I was raised to understand that every meal had to have bread. It was very often cornbread. Certainly my grandparents’ generation ate cornbread because flour was scarce and everybody grew a field of corn. I guess they got used to eating cornbread about everyday and they kept doing it even as they fed children and grandchildren when store-bought flour was easily had.
Well since I don’t follow a horse and plow all day, chop corn or walk to church I’ve had to rethink a number of these food necessities. Therefore, we don’t have cornbread very often. But when we do, it’s a special treat. I have a girlfriend who’ll eat every bite of cornbread you’ll feed her. She’ll eat it cold. She’ll eat it if you leave it in the oven a little too long.

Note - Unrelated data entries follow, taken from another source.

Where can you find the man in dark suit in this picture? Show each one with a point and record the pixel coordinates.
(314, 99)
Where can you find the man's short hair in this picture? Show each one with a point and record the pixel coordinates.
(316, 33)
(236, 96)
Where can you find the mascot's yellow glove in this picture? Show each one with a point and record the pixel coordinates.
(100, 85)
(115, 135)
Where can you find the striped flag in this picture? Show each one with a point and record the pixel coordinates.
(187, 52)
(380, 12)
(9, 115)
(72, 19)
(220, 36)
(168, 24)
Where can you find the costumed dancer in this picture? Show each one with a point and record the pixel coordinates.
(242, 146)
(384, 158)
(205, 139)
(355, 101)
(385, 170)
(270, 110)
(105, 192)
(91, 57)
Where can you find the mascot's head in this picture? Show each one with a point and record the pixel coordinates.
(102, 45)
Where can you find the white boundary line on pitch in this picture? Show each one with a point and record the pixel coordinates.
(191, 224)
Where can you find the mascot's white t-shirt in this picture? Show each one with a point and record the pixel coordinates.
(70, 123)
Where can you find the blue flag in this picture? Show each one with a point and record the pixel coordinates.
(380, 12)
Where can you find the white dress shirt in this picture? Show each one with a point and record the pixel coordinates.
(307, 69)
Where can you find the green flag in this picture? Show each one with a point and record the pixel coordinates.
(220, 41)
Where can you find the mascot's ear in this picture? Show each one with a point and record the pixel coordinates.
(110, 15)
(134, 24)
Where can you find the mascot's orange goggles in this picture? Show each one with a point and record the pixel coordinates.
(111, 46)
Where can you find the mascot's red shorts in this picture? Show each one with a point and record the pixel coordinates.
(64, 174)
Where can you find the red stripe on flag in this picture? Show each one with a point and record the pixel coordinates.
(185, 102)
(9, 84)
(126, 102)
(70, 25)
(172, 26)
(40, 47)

In fact, I’ve found a lot of folks off the mountain who just don’t quite know what to do with a pone of cornbread. I guess I find this a little ironic since cornbread is something we mountain-folk can stir up in a minute and have a skillet full before you know it. We can put it in milk, smother it with pinto beans or slather it with jelly. And we can make it anytime – gritted if the corn’s not yet dry enough to grind, fried if the oven’s not hot.
My grandpa remembered carrying it in his dinner bucket – he said he just couldn’t enjoy cold cornbread. But when you’re taking your midday break in the belly of the earth covered in coal dust, you eat what you brought and you’re glad to get it.
If there’s a slice of this pone left over tomorrow – we’ll be heating it in the microwave.